My poor area. It's suffering a little, like a garden I haven't been able to tend :( But now I'm really excited to start things again and get my rhythm back.
I'm sorry I don't have very much to say this week. Things are a little bit tense at the moment in our house of four sister missionaries. I have found a lot of refuge in my personal study every morning. This morning one of the hermanas was talking about how missionaries are the last to receive the Liahona (if we get it at all) and how we hardly ever get to go to the temple, when we're the ones who need it the most. I disagree a little. There is so much strength to be found in just personal prayer (as Enos discovered) and scripture study (as Nephi tells us over and over again) and, as missionaries, I feel like we are the most prayed-for people in the world. I feel support from my family and my friends, and I have often felt support from the other side of the veil. There are a lot more people working with us than we can see. It would be so wonderful to get to go to the temple, but if we live worthily of the Holy Ghost, our covenants stay with us always.
Siempre,
Hermana Phillips
Monday, June 3, 2013
Letter # 38 06/03/2013
Dear Family and Friends,
It's been a great PDay, but I'll admit that I'm a little down while writing this letter. Tomorrow, my awesome trainee, Hermana Spradlin (Arkansas), will be leaving to go to her "real" mission. We've spent the day packing and getting the house in order because the past month has been the craziest of my life. I say that every month so I guess I should just be used to it by now.

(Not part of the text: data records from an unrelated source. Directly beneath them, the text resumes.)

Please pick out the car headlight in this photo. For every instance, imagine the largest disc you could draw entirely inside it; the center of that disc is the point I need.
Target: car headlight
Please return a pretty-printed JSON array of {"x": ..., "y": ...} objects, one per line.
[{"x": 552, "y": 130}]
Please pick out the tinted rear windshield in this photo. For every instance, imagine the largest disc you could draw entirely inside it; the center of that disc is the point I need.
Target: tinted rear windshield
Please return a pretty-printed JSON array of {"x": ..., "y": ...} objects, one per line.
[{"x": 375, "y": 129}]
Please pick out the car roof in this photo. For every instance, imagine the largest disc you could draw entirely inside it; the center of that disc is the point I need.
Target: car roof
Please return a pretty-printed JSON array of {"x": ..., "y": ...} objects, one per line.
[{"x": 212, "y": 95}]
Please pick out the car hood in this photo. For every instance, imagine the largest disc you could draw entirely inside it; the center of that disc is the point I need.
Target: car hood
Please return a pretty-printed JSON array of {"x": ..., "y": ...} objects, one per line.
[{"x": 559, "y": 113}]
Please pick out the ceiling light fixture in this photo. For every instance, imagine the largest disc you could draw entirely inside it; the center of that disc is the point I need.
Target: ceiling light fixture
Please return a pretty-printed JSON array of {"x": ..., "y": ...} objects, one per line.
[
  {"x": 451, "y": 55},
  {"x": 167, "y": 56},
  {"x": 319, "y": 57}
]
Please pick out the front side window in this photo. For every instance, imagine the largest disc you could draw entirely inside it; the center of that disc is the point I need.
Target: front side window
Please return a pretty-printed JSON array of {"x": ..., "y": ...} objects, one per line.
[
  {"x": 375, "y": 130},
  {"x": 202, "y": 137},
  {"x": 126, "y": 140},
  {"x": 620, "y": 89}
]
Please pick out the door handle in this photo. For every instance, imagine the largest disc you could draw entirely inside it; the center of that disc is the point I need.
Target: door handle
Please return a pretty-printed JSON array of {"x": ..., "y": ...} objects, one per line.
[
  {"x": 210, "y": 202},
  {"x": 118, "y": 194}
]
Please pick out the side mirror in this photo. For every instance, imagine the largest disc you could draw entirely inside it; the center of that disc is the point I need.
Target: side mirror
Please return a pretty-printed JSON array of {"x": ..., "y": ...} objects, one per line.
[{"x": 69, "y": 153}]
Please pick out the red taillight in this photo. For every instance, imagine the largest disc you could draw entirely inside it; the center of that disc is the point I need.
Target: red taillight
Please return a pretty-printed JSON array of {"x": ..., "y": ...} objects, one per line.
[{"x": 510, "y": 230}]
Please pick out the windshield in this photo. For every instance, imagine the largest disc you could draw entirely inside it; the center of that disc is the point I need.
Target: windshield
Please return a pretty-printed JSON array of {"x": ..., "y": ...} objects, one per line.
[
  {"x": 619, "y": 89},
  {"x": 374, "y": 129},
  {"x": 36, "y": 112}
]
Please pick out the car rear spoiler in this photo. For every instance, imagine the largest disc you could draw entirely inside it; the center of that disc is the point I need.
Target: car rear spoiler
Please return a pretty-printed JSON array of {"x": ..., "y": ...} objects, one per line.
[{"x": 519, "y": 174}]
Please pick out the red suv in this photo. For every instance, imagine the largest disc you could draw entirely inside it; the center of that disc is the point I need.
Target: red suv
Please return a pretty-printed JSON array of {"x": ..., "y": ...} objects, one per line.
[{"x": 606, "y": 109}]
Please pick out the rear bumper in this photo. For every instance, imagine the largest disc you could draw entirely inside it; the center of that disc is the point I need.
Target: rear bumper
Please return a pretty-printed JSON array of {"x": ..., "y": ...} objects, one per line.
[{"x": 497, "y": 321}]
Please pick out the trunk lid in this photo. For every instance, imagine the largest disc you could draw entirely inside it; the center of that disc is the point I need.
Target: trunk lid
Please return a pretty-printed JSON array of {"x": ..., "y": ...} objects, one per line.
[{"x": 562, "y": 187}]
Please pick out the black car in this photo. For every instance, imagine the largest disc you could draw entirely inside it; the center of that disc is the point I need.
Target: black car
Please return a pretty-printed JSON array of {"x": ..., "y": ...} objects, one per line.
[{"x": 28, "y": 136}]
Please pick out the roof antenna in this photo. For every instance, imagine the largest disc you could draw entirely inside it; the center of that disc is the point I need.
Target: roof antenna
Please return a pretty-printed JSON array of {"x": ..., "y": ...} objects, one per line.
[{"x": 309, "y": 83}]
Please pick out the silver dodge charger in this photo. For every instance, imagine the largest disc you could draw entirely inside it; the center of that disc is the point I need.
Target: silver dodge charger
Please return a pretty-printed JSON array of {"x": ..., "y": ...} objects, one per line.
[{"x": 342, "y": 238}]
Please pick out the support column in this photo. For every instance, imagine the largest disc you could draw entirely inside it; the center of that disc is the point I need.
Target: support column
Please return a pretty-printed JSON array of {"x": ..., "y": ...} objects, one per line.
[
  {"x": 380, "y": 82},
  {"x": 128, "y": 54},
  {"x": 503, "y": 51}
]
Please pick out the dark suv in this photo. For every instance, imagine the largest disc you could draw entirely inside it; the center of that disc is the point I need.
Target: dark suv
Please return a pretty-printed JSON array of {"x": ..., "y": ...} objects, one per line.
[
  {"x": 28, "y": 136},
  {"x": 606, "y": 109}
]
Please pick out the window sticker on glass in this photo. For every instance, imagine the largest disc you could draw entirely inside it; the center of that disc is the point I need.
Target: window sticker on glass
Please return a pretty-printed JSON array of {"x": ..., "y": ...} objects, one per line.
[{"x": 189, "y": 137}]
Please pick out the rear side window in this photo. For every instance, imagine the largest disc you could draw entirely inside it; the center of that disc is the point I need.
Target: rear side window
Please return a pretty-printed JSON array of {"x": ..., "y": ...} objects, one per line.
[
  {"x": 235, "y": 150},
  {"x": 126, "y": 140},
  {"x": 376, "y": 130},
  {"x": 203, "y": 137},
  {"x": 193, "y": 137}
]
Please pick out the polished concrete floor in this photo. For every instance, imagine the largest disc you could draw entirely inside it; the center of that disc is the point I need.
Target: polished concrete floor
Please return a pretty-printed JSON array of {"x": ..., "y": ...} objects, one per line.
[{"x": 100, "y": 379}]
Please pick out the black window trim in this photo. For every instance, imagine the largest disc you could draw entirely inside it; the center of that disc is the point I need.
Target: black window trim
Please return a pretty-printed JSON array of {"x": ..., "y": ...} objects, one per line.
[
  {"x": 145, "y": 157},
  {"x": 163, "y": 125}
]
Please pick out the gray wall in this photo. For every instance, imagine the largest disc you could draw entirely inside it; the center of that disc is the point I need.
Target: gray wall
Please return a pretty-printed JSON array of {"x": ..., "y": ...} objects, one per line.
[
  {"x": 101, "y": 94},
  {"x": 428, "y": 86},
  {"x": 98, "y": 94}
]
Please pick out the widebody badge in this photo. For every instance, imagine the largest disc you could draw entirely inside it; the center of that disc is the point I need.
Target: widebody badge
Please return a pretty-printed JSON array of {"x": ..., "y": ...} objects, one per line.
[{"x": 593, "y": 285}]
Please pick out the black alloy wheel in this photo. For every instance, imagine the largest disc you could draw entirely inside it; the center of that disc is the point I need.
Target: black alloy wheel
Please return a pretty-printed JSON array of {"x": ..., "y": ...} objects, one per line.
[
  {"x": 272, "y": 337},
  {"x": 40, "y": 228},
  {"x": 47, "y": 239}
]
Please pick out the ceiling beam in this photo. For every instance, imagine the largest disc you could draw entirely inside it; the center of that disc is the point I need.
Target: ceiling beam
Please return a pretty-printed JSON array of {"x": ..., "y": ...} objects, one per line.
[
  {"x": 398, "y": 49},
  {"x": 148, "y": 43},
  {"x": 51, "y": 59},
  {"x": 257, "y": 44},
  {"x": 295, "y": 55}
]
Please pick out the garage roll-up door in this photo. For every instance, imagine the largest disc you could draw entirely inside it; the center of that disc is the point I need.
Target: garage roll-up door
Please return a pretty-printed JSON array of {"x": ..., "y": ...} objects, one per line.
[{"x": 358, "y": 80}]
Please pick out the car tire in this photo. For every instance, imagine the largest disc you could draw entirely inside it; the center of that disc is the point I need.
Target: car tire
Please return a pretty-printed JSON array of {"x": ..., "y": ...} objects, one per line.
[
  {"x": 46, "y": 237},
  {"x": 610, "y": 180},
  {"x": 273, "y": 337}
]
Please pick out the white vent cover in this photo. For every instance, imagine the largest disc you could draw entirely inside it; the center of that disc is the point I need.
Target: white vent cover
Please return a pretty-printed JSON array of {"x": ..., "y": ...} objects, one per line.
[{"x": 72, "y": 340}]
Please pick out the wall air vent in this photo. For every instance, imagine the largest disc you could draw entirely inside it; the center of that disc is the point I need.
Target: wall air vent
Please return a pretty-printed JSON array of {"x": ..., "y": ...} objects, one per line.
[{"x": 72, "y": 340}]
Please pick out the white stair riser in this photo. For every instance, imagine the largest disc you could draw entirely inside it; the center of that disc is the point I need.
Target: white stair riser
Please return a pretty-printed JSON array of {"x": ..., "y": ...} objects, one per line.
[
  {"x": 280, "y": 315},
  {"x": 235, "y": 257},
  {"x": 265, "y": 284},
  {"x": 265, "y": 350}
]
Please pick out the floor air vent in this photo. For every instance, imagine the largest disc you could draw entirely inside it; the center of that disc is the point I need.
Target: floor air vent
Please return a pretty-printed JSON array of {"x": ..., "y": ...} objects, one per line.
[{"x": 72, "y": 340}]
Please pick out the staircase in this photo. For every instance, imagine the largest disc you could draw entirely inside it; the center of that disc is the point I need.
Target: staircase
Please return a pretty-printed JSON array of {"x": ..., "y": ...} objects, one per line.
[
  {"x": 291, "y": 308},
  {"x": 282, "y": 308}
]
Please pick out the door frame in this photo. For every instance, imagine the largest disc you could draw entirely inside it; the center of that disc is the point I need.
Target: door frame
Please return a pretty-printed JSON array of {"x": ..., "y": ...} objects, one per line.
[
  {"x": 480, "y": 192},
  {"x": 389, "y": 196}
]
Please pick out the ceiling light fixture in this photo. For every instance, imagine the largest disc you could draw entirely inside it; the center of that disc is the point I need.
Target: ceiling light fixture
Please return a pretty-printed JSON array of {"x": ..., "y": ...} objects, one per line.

I'm finding it really difficult to hold back tears at this moment because we've just received an email from our mission president and his wife, informing us that, due to the condition of Hermana Armstrong's health, they will be released from their assignment at the end of July. President Armstrong will continue his church service in Utah in the Church Legal Department, working on international legal matters. They will be replaced by President Gary Newsome and his wife.
I love President and Hermana Armstrong so much, and it's hard to let them go, even though I know it's completely out of my hands. It will be better for them and their family. I am so incredibly grateful and blessed to have had the privilege to serve under their watchful care. They know the Savior so well for the challenges that they have had to go through together, and from what I have observed they have done so admirably. I think about their incredible service and I want to be a better missionary and a more converted disciple of Christ.
The good news is that President Newsome served in the Uruguay, Montevideo mission as well, as did President Armstrong, and get this-- President Armstrong was President Newsome's trainer in the mission! There are no such things as coincidences in the work of the Lord :)
I never thought I needed the Lord so much as I have had to rely on Him in the mission. He really is in all things. In a world where things change and nothing is constant, Jesus Christ stands alone as the standard around which His disciples can rally, the rock upon which if we build we will never fall. He is the way, the truth and the life. When everything falls away, I hope that I will be found a true disciple of my Lord and Savior, and I hope more than anything to find the power to yield my own will completely to Him and become an instrument in His perfect, gentle hands.
I love you so much and hope you are well. I hope that we can all learn to "lay aside the things of this world, and seek for the things of a better." (D&C 25:10) My patriarchal blessing says that there are those around me who are very close to me who have been great examples of faith, of endurance, and of stability. So that's my challenge for this week (and for the rest of my life): increase my faith, strengthen my ability to endure, and seek balance and stability. Any suggestions? How do YOU do it?
Jesus Christ lives and He loves us. In the words of President Uchtdorf, "He is aware that we are not perfect. He is also aware that the people who we think are perfect are not."